The group continues to expect it will deliver, in the year as a whole, mid-teens percentage organic constant currency revenue growth for the full year to end March 2026, including a continued benefit from premium growth in photonics within the Environmental & Analysis Sector. This guidance is supported by order intake which remains ahead of both revenue in the year to date and the comparable period last year.

 

The adjusted operating profit (EBIT) margin has benefitted from positive operational gearing and is still expected to come in at ‘around 22%’. This excludes the one-off profit from the Nuvonic transaction (UV disinfectant systems) which was completed in the first half of the group’s financial year.

 

In what was a brief statement, there was little detail on the group’s performance by sector or region – more clarity is expected at the time of the results in June. The company did highlight that the appreciation of Sterling is expected to have a negative currency translation effect on the results.

 

The balance sheet is robust – at the half-year stage last September, financial gearing was only 1.03x net debt to EBITDA, well within the target of ‘up to 2x’. Full year cash conversion is expected to be in line with the group’s target of 90%.

 

This enables continued investment, both organically and by acquisition, to support continued growth. Halma has completed five acquisitions across the group’s three sectors, with a record £451m invested.
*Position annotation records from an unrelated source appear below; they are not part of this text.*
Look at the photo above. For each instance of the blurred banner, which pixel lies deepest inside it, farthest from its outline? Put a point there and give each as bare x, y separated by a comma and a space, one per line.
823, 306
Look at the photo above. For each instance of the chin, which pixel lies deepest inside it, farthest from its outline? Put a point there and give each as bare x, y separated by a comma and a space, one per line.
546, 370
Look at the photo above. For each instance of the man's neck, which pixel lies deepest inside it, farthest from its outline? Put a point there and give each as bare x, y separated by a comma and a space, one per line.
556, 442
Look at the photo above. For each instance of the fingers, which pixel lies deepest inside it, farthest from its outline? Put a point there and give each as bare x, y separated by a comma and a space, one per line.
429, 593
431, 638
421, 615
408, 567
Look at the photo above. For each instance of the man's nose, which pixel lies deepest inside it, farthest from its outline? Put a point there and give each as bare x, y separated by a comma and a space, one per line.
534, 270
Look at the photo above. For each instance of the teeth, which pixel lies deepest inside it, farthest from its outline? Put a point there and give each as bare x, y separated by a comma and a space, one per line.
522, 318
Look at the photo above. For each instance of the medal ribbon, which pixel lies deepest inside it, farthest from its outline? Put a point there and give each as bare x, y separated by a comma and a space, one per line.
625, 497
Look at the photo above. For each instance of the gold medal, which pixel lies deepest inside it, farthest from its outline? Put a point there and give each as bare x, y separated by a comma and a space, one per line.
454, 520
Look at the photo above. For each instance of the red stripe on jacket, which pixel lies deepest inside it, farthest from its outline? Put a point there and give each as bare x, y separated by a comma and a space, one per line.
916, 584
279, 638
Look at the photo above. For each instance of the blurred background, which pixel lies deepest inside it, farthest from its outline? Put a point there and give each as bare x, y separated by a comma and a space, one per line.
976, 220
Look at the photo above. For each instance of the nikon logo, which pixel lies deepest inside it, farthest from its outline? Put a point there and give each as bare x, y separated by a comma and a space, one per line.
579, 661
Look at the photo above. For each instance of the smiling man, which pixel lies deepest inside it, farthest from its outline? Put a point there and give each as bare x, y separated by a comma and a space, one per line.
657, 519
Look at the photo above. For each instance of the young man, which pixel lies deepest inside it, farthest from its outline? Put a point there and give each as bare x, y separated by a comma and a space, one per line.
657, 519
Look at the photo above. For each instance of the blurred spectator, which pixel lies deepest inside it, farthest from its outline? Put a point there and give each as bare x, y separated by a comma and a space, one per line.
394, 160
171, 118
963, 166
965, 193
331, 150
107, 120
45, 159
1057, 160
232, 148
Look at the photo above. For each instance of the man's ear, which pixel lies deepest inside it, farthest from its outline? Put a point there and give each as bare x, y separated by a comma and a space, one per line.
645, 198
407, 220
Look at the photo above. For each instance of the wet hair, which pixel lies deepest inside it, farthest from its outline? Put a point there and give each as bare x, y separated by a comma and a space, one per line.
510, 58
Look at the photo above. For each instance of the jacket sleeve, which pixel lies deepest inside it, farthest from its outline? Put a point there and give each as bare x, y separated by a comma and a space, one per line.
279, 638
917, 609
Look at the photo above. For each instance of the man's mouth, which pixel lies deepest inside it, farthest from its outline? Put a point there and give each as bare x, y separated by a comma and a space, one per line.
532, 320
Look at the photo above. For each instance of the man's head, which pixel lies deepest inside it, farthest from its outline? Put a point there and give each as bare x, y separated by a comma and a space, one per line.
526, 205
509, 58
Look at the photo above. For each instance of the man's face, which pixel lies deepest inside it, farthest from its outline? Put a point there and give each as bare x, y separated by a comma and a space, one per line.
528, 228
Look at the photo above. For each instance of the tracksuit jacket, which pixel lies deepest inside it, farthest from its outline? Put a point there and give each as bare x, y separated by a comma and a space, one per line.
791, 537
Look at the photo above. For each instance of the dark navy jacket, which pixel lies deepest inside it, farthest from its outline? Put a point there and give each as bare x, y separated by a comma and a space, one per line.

The acquisition pipeline remains healthy.

 

Halma also has a fantastic dividend track record, having increased the payout by 5% or more every year for the last 45 years. The half-year dividend was raised by 7% and we would expect a similar progression to be announced for the final dividend with the results in June.

 



Source: Bloomberg

Disclaimer
When investing, your capital is at risk, which means the value of your investments can both rise and fall over time.  You must be comfortable in the knowledge that you may receive less than you originally invested. Past performance may not repeat itself.  This document has been issued by Patronus Partners Limited on the basis of publicly available information, internally developed data and other sources believed to be reliable, but we have not independently verified such information and we do not give any warranty as to its accuracy. This document does not purport to be a complete description of the securities, markets or developments referred to in the material. All expressions of opinion are subject to change without notice. Nothing in this communication constitutes investment advice or a personal or research recommendation.